Tout commenca fin 1997. Dans un fax adresse au  SVR (le service de renseignement exterieur ne sur les ruines du KGB), Jirnov exige son attestation d’espion, recue dix ans auparavant, et conservee dans les archives. On lui repond que cela releve du «secret d’Etat». Lui s’entete: «J’avais quitte les services en 1992. Or, de la Constitution russe et la loi sur l’education, il ressort qu’il est illegal de priver un citoyen de son diplome», plaide-t-il. S’ensuivra un surrealiste echange de courrier, par simple voie de poste, autour du «secret d’Etat». En octobre 1999, Serguei Jirnov attaque en justice, a Moscou, le SVR, perd son proces, puis s’adresse a la Cour supreme, sans reponse pour le moment. Le tout est consigne sur son  site internet. Une joyeuse impression de kitsch et de deballage qui prouve que le KGB n’est plus ce qu’il etait…

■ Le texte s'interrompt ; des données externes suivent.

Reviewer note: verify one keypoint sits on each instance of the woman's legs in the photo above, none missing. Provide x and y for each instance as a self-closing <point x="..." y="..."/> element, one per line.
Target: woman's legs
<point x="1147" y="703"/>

Rien ne predestinait pourtant Jirnov a jouer les trublions. En 1984, a la sortie du prestigieux Institut des relations internationales de Moscou (MGIMO), il entre a l’Institut Andropov, l’«ecole de la foret» qui ne figure sur aucune carte. Trois ans apres, «Jakov» (son pseudonyme) jongle avec le francais, l’espagnol et l’anglais, pret a rejoindre l’elite des «nelegali» (illegaux), ceux que l’on envoie a l’etranger sous de fausses identites. Mais la trahison en Norvege d’un ancien responsable de l’Institut Andropov met un coup de frein a cette future carriere. Serguei Jirnov, qui dit n’avoir jamais eu de mission a l’etranger, se replie sur le mouvement des cooperatives – premieres entreprises privees – avec la benediction de ses chefs. Puis il prepare sa sortie. En beaute, puisqu’en avril 1991 le voila en France, a l’Ecole nationale d’administration (ENA)… en qualite d’etranger, «Promotion Leon Gambetta». Un espion sovietique a l’ENA?! «Je ne faisais plus de renseignement. Mais il est vrai que je suis reste au KGB, puis au SVR jusqu’en 1992», repond-il tranquillement.

Rencontres montreusiennes

C’est justement pour mettre «un point definitif» a ce passe que Jirnov le consultant exige aujourd’hui son «diplome d’espion». «J’en avais assez d’etre oblige de mentir sur mes CV», dit-il. Une grande banque occidentale, avant de lui confier un mandat, lui aurait ainsi demande de faire la preuve de son appartenance «passee» aux services secrets sovietiques: «Le fait d’etre en proces avec le SVR montre que cette epoque est revolue.» Reste que son profil trouble ne nuit en rien au reste de ses activites. Depuis quelques annees, Serguei Jirnov organise ainsi a Montreux des rencontres russo-russes «confidentielles» reunissant dignitaires de l’URSS et jeunes loups du business. Enfin, en partenariat avec la direction des affaires du president de Russie – l’ancien fief de Pavel Borodine – il joue le role de rabatteur de riches patients russes pour  la clinique de Genolier (pres de Nyon).